Немцы приходят на Виллу крадучись: командование благоразумно запретило им апокалиптические видения. К Сенатрисе они обращаются на своём языке — «госпожа графиня» — и неуклюже садятся на кривоногий табурет. В суррогатной гуще она видит будущее, обещанное её почтительным и спокойным клиентам и вытекающее из её собственного прошлого: бескрайние просторы, кровавые битвы, бесконечные зимы.

Упрёки Алькандра не помогут: Сенатриса считает, что её долг — помогать своим даром всем без отказа. К дяде Ле Мерзону, который давно задвигает лихие идеи, она соглашается даже прийти домой. Но больше никаких уступок: когда он в своём вечном берете усаживает её, Сенатриса, хоть и взволнованная забытым ароматом настоящего кофе, выходит из роли гадалки по найму и заявляет:

— Чтоб вы знали, месье, вы не испанский гранд.

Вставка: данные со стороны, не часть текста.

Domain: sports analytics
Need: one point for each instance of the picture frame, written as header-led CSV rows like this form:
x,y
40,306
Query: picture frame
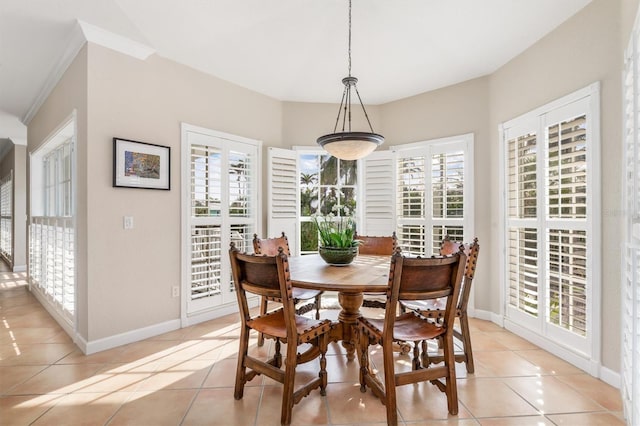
x,y
141,165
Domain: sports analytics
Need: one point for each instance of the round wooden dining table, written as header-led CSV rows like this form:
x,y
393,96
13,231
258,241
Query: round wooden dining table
x,y
367,274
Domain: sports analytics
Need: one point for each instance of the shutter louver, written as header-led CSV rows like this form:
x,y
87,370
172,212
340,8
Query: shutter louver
x,y
241,184
283,196
567,279
378,203
523,270
567,169
447,184
206,255
522,176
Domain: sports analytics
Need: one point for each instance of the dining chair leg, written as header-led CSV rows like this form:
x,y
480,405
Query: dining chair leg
x,y
263,310
323,343
466,340
289,379
362,342
390,385
416,365
318,297
451,387
277,357
241,372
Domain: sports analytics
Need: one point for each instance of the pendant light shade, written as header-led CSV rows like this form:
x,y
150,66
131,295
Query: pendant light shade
x,y
345,144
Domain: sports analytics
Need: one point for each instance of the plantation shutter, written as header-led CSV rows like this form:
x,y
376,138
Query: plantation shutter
x,y
378,195
433,199
6,216
221,206
630,304
283,196
551,188
206,225
522,223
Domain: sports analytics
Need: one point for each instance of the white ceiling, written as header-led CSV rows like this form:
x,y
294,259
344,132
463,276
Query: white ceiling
x,y
288,49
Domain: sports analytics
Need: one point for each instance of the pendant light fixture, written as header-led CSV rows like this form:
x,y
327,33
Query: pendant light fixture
x,y
345,144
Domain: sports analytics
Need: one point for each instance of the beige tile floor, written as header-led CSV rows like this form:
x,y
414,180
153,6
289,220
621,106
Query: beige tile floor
x,y
186,378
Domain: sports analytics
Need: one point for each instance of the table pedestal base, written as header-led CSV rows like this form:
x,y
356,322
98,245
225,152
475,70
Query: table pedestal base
x,y
348,316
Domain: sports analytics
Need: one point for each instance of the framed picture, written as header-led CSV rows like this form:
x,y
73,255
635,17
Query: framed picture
x,y
141,165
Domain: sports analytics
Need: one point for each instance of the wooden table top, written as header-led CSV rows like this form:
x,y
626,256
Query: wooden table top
x,y
367,273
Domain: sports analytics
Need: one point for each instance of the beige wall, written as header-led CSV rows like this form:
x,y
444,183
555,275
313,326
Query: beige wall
x,y
451,111
583,50
70,94
303,123
125,281
131,272
15,160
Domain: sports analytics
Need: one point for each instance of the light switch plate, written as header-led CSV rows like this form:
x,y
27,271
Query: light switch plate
x,y
128,222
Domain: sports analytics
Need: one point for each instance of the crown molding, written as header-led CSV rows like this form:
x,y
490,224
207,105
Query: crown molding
x,y
81,34
115,42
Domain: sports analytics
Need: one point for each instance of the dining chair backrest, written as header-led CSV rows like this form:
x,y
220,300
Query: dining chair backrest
x,y
269,246
261,275
377,245
417,278
472,250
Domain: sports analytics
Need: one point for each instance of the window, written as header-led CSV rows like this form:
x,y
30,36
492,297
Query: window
x,y
325,183
222,207
52,227
432,199
6,217
630,290
417,190
550,190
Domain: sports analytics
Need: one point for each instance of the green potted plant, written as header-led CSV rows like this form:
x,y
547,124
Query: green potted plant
x,y
336,244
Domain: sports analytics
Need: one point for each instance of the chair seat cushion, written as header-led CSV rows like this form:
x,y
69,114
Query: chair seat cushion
x,y
304,294
409,327
425,305
273,324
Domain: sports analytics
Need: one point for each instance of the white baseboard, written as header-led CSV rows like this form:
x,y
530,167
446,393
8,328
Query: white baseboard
x,y
217,312
590,366
116,340
62,321
488,316
611,377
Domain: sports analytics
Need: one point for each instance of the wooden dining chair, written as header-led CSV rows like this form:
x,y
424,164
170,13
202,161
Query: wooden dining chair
x,y
435,308
413,279
269,247
268,276
377,246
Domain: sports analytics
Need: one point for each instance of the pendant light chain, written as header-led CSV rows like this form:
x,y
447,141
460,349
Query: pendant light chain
x,y
349,38
349,145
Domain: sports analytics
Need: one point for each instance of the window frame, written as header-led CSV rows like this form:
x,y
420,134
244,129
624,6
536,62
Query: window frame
x,y
194,311
588,355
428,149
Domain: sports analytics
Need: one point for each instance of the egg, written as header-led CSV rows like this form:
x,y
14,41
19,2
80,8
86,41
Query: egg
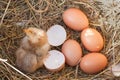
x,y
54,61
75,19
93,63
92,39
72,52
56,35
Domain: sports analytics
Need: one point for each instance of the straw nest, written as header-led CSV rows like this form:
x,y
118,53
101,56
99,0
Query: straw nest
x,y
15,15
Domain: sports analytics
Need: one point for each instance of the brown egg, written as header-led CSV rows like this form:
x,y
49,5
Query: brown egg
x,y
92,39
93,63
72,52
75,19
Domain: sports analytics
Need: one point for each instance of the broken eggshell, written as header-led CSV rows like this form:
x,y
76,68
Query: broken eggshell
x,y
56,35
55,61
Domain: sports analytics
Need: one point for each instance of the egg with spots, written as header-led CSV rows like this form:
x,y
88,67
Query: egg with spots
x,y
72,52
92,39
75,19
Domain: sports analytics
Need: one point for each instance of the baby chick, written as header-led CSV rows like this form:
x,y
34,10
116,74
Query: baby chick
x,y
33,48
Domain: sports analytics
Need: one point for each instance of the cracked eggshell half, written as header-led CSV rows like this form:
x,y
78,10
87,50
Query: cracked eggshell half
x,y
54,61
56,35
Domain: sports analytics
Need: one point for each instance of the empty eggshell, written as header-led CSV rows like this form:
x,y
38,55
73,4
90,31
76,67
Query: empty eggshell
x,y
93,63
92,39
72,52
75,19
56,35
55,61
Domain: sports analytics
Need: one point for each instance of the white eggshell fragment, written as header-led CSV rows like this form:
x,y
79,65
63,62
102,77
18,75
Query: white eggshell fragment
x,y
116,70
56,35
55,61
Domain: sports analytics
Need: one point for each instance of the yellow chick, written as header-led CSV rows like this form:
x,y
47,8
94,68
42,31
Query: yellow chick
x,y
33,48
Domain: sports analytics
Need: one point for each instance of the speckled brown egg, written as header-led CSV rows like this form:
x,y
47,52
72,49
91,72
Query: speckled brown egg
x,y
92,39
93,63
75,19
72,52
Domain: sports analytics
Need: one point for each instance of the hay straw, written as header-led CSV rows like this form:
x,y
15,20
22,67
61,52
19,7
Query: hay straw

Затем с напряжённым лицом погрузившись в транс, она извлекает на поверхность картину: очень бледный мужчина один стоит на крыльце и пытается говорить с пьяной толпой, в ответ — крики, потрясание кулаками, мужчину вдруг обступают со всех сторон, и вот, исчезнув в этой толпе, как пловец в волнах, через миг он снова виден уже в нескольких шагах от крыльца, и на этот раз толпа несёт его на руках, он ещё более бледен, и на его шею накинута верёвка.

Таким был последний день Сенатора, она часто описывала его Алькандру; зато дядя сразу делает выводы: реже наведывается в клуб «Сотрудничество»[27] и ставит дополнительные замки в доме и на ограде.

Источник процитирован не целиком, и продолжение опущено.